Fußball als Volkssport
Fußball ist Volkssport – und das soll auch so bleiben. Es darf nicht jede Kleinigkeit am Gewinnmaximum orientiert werden. Stehplätze sind zu erhalten bzw. an manchen Orten auszuweiten. Ermäßigte Karten für Geringverdiener müssen weiterhin in ausreichender Zahl vorhanden sein. Ebenso so dürfen die günstigsten Tickets nicht zu teuer werden (Stichwort: „Kein Zwanni für’n Steher; Topspielzuschläge). Eine Preisdeckelung über einen Festpreis erscheint weniger sinnvoll, eine Preissteigerung, die die Inflationsrate nicht übertrifft scheint besser geeignet.
In diesem Zusammenhang müssen auch Vertriebswege wie beispielsweise „Viagogo“ scharf in die Kritik genommen werden. Diese Vermittler verlangen hanebüchene Preise und dürfen nicht unterstützt werden, selbst wenn bei dem Geschäft vielleicht etwas übrig bleiben sollte.
Anstoßzeiten und Spieltagsansetzungen
Anstoßzeiten und Spieltagsansetzungen sind mit Bedacht zu gestalten. In der Regel sollten Spiele die freitags, sonntags oder montags stattfinden nur zwischen Städten ausgetragen werden, die nicht weiter als 300km auseinander liegen.
Nachwort
Fangruppen, insbesondere Ultras, sorgen mit erheblichem Anteil durch ihre Organisation und Choreographien für die heutige Atmosphäre in den Stadien. Weiterhin geht von ihnen Fan- und Jugendarbeit aus, sodass Jugendliche wertvolle Erfahrungen machen und lernen, sich verbal durchzusetzen, demokratisch zu engagieren und Sachverhalte kritisch zu hinterfragen. Diese Aspekte dürfen bei der Betrachtung und Kritik nicht vergessen werden.

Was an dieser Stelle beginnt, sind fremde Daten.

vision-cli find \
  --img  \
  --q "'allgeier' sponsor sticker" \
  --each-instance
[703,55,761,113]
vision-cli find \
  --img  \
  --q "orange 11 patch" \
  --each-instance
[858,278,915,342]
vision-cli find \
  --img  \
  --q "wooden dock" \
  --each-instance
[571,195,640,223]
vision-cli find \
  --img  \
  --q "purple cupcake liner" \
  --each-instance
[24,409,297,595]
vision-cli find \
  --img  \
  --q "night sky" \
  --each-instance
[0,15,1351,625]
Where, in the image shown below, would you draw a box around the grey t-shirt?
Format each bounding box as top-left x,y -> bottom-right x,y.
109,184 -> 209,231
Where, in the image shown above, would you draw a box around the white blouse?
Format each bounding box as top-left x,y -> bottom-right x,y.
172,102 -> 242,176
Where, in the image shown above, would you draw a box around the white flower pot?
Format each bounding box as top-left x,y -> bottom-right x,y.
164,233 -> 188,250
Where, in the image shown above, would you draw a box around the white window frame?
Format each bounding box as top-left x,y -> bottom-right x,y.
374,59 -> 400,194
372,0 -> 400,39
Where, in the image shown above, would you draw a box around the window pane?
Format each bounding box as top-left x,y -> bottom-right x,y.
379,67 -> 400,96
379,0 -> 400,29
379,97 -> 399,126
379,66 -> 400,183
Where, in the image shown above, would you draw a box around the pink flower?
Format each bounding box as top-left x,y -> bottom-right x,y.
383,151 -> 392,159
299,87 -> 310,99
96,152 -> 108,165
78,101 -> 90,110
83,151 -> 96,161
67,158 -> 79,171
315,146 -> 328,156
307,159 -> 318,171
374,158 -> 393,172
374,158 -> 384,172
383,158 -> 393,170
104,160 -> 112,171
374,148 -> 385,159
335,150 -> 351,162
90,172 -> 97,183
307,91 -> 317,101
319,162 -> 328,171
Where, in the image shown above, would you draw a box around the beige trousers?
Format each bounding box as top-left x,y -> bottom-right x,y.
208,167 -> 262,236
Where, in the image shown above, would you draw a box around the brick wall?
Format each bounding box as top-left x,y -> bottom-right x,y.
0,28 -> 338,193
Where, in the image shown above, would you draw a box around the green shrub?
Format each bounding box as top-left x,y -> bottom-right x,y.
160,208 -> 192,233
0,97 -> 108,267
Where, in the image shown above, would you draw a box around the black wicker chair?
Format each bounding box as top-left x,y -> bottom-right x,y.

In diesem Zuge muss ebenso die Unabhängigkeit der Fanprojekte betont werden. Eine Umverteilung der Finanzierung löst deren unzureichendes Ausmaß nicht. Noch destruktiver sind Forderungen nach mehr Einflussnahme, so kann keine fruchtbare Jugend- und Fanarbeit seitens der Fanprojekte gestaltet werden.
Wer noch gute zusätzliche Ideen hat, darf diese auch gerne hier äußern.